The first thing you notice about Sam Tompkins is that voice. Half-sung and half-rapped, it’s completely original and utterly captivating. An artist in the truest sense, he values emotional honesty as much as artistic integrity, with song writing that feels both broad and utterly his own. “What I really want to be remembered for is my storytelling,” he comments. “What people connect with is what I put my heart and soul into.”
Moving from soaring R&B highs, and brutal pop lows, his material is hewn from the everyday, from the struggles that we all experience, that we all go through. And he’s connecting – each new song builds that audience, with millions having already let his music into their lives.
“Everyone’s journey is different,” he comments. Brought up on the south coast before drifting to Brighton, he was smart, but not academic. In fact, it took a while for him to find his place; he spent countless hours practising music in his room, gathering the courage to make his break. “I remember being frightened of what my friends would think,” he recalls. “I come from such a small town, no one ever makes it out. You’re stuck there.”

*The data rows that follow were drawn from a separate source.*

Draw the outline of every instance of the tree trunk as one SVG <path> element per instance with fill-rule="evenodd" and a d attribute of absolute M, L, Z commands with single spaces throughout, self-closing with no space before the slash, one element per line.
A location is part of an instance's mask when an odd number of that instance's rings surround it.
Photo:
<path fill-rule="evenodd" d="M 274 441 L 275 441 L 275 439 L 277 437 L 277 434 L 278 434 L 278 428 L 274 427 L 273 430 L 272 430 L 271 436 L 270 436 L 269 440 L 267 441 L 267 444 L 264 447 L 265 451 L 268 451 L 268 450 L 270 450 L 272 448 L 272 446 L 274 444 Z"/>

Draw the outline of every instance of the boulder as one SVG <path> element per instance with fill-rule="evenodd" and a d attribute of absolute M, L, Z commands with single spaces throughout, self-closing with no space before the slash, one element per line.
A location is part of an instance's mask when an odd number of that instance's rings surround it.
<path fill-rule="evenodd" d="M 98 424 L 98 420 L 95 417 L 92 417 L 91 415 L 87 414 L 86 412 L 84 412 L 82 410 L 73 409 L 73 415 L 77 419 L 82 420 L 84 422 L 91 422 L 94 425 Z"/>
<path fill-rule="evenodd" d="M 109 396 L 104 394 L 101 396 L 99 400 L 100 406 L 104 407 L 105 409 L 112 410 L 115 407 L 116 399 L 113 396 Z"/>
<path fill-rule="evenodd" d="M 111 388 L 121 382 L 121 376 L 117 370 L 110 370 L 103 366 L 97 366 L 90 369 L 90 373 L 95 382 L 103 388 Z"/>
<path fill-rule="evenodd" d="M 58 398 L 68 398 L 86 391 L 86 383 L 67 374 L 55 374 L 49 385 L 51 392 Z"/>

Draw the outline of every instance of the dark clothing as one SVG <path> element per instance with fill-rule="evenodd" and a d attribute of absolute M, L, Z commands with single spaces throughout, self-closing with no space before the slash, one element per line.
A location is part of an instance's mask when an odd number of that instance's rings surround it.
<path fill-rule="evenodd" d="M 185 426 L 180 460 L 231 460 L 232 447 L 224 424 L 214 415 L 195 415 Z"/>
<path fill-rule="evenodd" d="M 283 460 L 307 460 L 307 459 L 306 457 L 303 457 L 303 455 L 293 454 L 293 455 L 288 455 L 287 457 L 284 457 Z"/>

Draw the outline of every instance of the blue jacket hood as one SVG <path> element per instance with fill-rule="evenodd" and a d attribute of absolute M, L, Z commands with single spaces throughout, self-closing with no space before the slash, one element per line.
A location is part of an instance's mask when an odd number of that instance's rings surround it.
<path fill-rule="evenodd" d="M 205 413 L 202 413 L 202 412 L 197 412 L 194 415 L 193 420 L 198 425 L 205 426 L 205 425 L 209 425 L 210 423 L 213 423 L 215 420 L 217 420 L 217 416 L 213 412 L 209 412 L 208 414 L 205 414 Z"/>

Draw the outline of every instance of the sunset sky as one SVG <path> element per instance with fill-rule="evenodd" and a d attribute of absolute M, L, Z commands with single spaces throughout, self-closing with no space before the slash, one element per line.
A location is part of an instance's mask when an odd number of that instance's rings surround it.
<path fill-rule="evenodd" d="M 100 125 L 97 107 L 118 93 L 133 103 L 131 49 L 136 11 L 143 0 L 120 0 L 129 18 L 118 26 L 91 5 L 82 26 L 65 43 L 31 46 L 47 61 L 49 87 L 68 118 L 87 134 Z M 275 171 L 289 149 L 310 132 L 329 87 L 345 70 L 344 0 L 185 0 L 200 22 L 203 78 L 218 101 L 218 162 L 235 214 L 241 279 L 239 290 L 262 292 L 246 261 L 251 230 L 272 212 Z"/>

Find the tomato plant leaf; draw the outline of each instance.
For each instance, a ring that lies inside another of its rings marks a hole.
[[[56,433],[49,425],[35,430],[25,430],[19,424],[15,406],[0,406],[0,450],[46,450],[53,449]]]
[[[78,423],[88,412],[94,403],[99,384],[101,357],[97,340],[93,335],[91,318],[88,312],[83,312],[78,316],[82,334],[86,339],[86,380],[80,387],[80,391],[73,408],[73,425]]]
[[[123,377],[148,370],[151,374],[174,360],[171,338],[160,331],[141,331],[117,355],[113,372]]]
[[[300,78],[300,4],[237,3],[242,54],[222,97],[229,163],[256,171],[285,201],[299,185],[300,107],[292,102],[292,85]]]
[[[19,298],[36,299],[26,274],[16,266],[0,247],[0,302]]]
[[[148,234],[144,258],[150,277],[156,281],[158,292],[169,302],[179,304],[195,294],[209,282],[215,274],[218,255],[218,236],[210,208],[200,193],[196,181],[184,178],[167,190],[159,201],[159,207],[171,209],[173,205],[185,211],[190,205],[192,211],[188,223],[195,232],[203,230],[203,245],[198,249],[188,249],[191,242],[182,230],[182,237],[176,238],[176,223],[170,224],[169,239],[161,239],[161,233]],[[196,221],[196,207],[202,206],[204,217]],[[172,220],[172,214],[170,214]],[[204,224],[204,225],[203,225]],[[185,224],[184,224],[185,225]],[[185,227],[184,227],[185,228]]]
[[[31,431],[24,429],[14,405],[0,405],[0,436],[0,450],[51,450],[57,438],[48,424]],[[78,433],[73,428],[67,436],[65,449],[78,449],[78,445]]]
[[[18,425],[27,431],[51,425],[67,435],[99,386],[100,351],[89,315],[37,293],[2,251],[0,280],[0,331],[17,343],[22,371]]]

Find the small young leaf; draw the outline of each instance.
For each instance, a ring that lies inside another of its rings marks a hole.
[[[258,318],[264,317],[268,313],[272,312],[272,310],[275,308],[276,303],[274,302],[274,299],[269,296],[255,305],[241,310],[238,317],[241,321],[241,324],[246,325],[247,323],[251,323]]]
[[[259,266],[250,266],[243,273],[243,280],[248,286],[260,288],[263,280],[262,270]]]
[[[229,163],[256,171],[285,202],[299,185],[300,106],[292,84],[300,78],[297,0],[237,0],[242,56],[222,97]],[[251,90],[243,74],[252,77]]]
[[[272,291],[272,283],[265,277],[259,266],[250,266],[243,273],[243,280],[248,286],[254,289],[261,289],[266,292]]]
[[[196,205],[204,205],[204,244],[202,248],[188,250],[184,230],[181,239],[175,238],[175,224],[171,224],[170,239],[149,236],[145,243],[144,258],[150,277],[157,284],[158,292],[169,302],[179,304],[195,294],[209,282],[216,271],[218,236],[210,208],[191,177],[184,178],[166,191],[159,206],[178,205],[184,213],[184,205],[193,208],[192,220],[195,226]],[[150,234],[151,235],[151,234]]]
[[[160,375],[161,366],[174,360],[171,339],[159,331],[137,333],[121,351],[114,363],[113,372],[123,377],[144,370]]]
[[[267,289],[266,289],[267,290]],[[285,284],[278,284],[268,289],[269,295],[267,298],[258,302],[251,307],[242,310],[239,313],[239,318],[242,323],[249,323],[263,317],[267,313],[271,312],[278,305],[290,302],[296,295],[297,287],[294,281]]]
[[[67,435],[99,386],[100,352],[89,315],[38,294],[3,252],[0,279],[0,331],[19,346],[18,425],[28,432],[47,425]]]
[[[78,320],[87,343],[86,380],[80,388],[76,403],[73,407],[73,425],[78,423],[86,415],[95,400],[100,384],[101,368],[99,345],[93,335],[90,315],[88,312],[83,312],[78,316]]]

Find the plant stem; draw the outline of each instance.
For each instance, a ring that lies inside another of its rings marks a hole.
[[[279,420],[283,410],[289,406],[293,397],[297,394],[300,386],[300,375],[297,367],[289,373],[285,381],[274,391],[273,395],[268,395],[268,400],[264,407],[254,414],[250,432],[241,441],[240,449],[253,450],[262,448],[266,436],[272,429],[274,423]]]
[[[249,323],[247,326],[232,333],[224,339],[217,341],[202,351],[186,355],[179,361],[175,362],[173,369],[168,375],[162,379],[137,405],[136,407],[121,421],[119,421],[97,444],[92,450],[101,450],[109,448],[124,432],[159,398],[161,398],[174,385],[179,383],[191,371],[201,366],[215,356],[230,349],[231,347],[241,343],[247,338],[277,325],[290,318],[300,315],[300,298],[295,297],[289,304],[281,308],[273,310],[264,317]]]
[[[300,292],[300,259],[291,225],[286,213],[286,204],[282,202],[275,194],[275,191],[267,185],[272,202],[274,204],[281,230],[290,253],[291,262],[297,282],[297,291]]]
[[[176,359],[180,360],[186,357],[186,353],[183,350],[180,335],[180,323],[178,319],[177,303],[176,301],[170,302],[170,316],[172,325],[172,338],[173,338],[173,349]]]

But he’s made it out. Signing to legendary label Island Records, the partnership is blossoming into some incredible new songs, the sound of a phenomenal young artist moving up a level. Influenced by everyone from Stevie Wonder and Nina Simone to Don McLean, he’s capable of fusing pop with the gritty underground - a kind of timeless talent, whose raw emotion can’t fail to connect.
“People are always searching for something to connect to because we’re in a world where there isn’t a lot of connection,” he points out. “Social media is great but it’s just giving people false reality, so it’s nice to have someone bring you back down to Earth.”
Drawing on his own life, Sam’s song writing is innately personal. ‘You Broke My Heart So Gently’ deals with the aftermath of a break up, while ‘Follow Suit’ was sparked by the suicide of a close friend. It’s honest, but his sheer heart can’t fail to draw you in. “My music is very autobiographical,” he admits. “Every person’s problem is unique, but that’s the beauty of music. If you can hear that emotion in the music, you connect with it almost straight away.”
The reason Sam Tompkins looks for that sense of release is that for a long time he didn’t have it himself. Working dead-end jobs around Brighton, he felt locked in, unfulfilled – music became the lens through which he could communicate with the world. “I want to reach people like that as I feel like I was that person for a long time,” he recalls. “Locked within themselves. I want to have a voice and speak for people who feel like nobody represents them.”
Working with an incredible sense of purpose, Sam balances his creative instincts with a perfectionist streak in the studio. Nobody leaves until the take is perfect, allowing him space to build up a formidable catalogue, one he will unleash over the coming months. “When I’m in the studio, if I’m on a roll then I don’t like to break it,” he concedes. “I feel like I live and breathe it. If I’m not performing, I’m writing, if I’m not writing I’m singing. It’s what my life revolves around.”
He’s his own harshest critic, because that’s where music means the most. “I don’t like to make pretentious music,” he says, “I like to make music that I would listen to. A lot of the time I’m making music for myself, because it’s therapeutic.”
Sam is in complete control of his vision and works across all creative aspects of a release: “Inspiration, in general, is really important to me,” he says. “I love to be super on top of everything. From the writing, all the way down to the editing of the music video or the artwork. All of it is comes from me.”
This is the sound of Sam Tompkins, someone who is living his life, and communicating that on as deep a level as possible. “My closest, closest friends are people who live a normal life, and I feel that I live a normal life,” he insists. “Nothing has really changed apart from the fact that I’m happy.”